We all have our own goals and reasons for keeping chickens. Some for eggs, meat, show, pets, bug patrol, breeding, and who knows what else or what combinations of these. You will have to find your own answer to this question, it doesn't matter to you what I do. My goals are different from yours.
It can vary by individual hen but a normal sequence as far as egg laying is that the pullet will sometimes lay throughout the first winter and skip the molt, some don't. She'll lay pretty well until her first adult molt. That may be her first fall/winter or it may be her second. She stops laying during an adult molt and uses the nutrition that was going to egg production to grow her new feathers. Then she starts up laying again after the molt is over. After that first molt, she still lays really well in number plus the size and quality are even better than her first year. Some lay more than others but before and after the first adult molt are usually her best production cycles.
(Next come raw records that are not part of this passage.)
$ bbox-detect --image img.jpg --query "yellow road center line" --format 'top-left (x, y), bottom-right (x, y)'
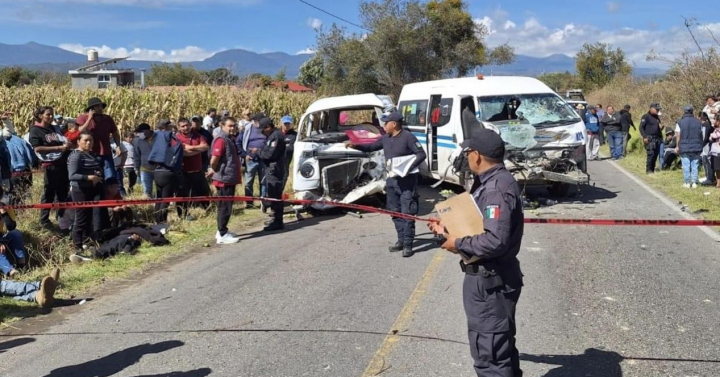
top-left (361, 251), bottom-right (447, 376)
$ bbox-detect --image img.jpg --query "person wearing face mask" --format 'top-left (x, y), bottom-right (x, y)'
top-left (132, 123), bottom-right (156, 197)
top-left (640, 103), bottom-right (664, 174)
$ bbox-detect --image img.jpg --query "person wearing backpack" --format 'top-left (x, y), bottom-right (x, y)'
top-left (147, 120), bottom-right (183, 224)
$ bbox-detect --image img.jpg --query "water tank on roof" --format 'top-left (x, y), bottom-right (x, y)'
top-left (87, 49), bottom-right (98, 62)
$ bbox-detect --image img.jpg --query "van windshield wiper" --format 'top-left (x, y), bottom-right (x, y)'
top-left (533, 119), bottom-right (578, 128)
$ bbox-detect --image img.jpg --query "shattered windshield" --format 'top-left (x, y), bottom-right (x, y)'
top-left (478, 93), bottom-right (581, 128)
top-left (300, 108), bottom-right (382, 142)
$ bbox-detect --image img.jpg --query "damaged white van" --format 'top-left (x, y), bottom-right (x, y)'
top-left (292, 94), bottom-right (395, 209)
top-left (398, 75), bottom-right (590, 196)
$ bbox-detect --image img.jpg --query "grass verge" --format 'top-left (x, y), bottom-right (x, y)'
top-left (0, 176), bottom-right (267, 325)
top-left (618, 152), bottom-right (720, 219)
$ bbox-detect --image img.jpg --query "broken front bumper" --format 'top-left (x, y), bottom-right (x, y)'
top-left (510, 168), bottom-right (590, 186)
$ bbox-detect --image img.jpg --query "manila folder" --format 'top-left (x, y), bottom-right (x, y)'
top-left (434, 192), bottom-right (483, 264)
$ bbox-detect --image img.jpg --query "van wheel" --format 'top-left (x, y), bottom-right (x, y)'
top-left (547, 182), bottom-right (570, 197)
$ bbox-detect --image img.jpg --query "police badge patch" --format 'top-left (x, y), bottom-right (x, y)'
top-left (414, 141), bottom-right (422, 149)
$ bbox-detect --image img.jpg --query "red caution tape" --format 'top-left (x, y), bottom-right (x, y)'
top-left (2, 195), bottom-right (718, 227)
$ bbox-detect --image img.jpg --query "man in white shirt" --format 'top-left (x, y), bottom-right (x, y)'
top-left (203, 108), bottom-right (217, 131)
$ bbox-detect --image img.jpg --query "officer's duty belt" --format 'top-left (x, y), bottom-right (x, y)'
top-left (459, 261), bottom-right (495, 277)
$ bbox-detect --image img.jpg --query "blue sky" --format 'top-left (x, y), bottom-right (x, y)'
top-left (1, 0), bottom-right (718, 67)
After her second adult molt her egg size improves a bit but the number of eggs she lays tends to drop off. Each individual hen is an individual. Some may drop off a lot, some not at all. In a commercial flock with thousands of hens the average drop in number of eggs is around 15% but you don't have thousands of hens. Pure luck on which category your individual hens fall in will determine what happens to your flock production. The production drops after each subsequent adult molt so soon you aren't getting much production. After several years the quality of the eggs might deteriorate, thin shells or runny whites, for example. How much deterioration, if any, will depend on the individual hen.
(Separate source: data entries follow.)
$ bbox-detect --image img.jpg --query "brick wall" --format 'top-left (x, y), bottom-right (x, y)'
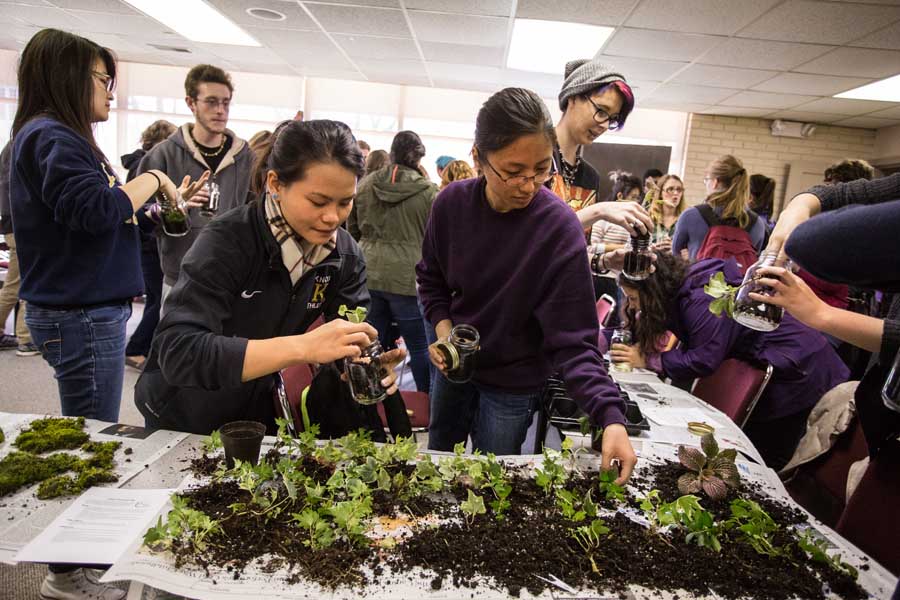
top-left (682, 114), bottom-right (877, 213)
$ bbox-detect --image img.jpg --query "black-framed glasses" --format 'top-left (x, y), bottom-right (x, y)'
top-left (92, 71), bottom-right (113, 92)
top-left (482, 156), bottom-right (551, 188)
top-left (588, 97), bottom-right (621, 131)
top-left (195, 97), bottom-right (232, 110)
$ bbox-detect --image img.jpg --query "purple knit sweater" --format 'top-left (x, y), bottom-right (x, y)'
top-left (416, 177), bottom-right (625, 428)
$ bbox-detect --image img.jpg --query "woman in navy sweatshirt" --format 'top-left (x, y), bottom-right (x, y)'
top-left (416, 88), bottom-right (636, 484)
top-left (10, 29), bottom-right (204, 424)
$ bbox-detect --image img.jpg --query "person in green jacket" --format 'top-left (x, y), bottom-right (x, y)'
top-left (348, 130), bottom-right (438, 393)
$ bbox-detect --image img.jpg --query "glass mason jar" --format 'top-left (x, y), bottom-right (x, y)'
top-left (623, 232), bottom-right (653, 281)
top-left (610, 328), bottom-right (633, 373)
top-left (200, 180), bottom-right (220, 218)
top-left (733, 252), bottom-right (785, 332)
top-left (434, 324), bottom-right (480, 383)
top-left (344, 340), bottom-right (389, 405)
top-left (159, 189), bottom-right (191, 237)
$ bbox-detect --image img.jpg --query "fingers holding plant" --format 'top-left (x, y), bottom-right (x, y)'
top-left (601, 423), bottom-right (637, 485)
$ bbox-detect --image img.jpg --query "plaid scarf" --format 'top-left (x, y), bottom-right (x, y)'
top-left (265, 193), bottom-right (336, 285)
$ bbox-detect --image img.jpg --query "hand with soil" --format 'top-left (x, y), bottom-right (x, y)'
top-left (601, 423), bottom-right (637, 485)
top-left (296, 318), bottom-right (379, 364)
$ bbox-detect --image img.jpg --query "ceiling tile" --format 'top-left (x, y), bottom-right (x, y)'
top-left (627, 79), bottom-right (661, 99)
top-left (766, 110), bottom-right (846, 123)
top-left (595, 55), bottom-right (688, 81)
top-left (356, 58), bottom-right (427, 77)
top-left (65, 10), bottom-right (178, 37)
top-left (700, 106), bottom-right (774, 117)
top-left (406, 0), bottom-right (512, 17)
top-left (48, 0), bottom-right (139, 14)
top-left (334, 34), bottom-right (420, 60)
top-left (851, 21), bottom-right (900, 50)
top-left (831, 115), bottom-right (900, 129)
top-left (432, 77), bottom-right (499, 95)
top-left (421, 41), bottom-right (504, 67)
top-left (697, 38), bottom-right (833, 70)
top-left (427, 61), bottom-right (501, 83)
top-left (670, 64), bottom-right (778, 89)
top-left (11, 4), bottom-right (89, 28)
top-left (640, 100), bottom-right (712, 113)
top-left (829, 0), bottom-right (900, 4)
top-left (197, 43), bottom-right (287, 63)
top-left (737, 0), bottom-right (900, 44)
top-left (305, 0), bottom-right (399, 6)
top-left (251, 29), bottom-right (355, 70)
top-left (868, 104), bottom-right (900, 119)
top-left (603, 28), bottom-right (723, 63)
top-left (292, 66), bottom-right (364, 80)
top-left (407, 12), bottom-right (507, 45)
top-left (515, 0), bottom-right (637, 26)
top-left (790, 96), bottom-right (895, 115)
top-left (205, 0), bottom-right (318, 31)
top-left (649, 83), bottom-right (739, 104)
top-left (115, 51), bottom-right (174, 66)
top-left (752, 72), bottom-right (873, 96)
top-left (76, 32), bottom-right (148, 54)
top-left (306, 4), bottom-right (410, 36)
top-left (626, 0), bottom-right (780, 35)
top-left (230, 60), bottom-right (293, 75)
top-left (793, 47), bottom-right (900, 78)
top-left (719, 90), bottom-right (818, 109)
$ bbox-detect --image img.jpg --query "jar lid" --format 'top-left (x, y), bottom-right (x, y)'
top-left (687, 421), bottom-right (715, 436)
top-left (434, 340), bottom-right (460, 371)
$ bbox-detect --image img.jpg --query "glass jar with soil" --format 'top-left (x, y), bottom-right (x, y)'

For my goals, I am on a two year rotation. I normally keep four pullets each year as replacements. I'll keep the four pullets from the previous year through their first molt and the next year's laying cycle. At the end of the current laying cycle I'll eat the four hens that have already been through one molt when they start their second adult molt. So when the pullets come into lay in late summer or fall I'll have 12 laying but I only carry eight through the winter.
You will have to determine your own goals and decide what works best for you.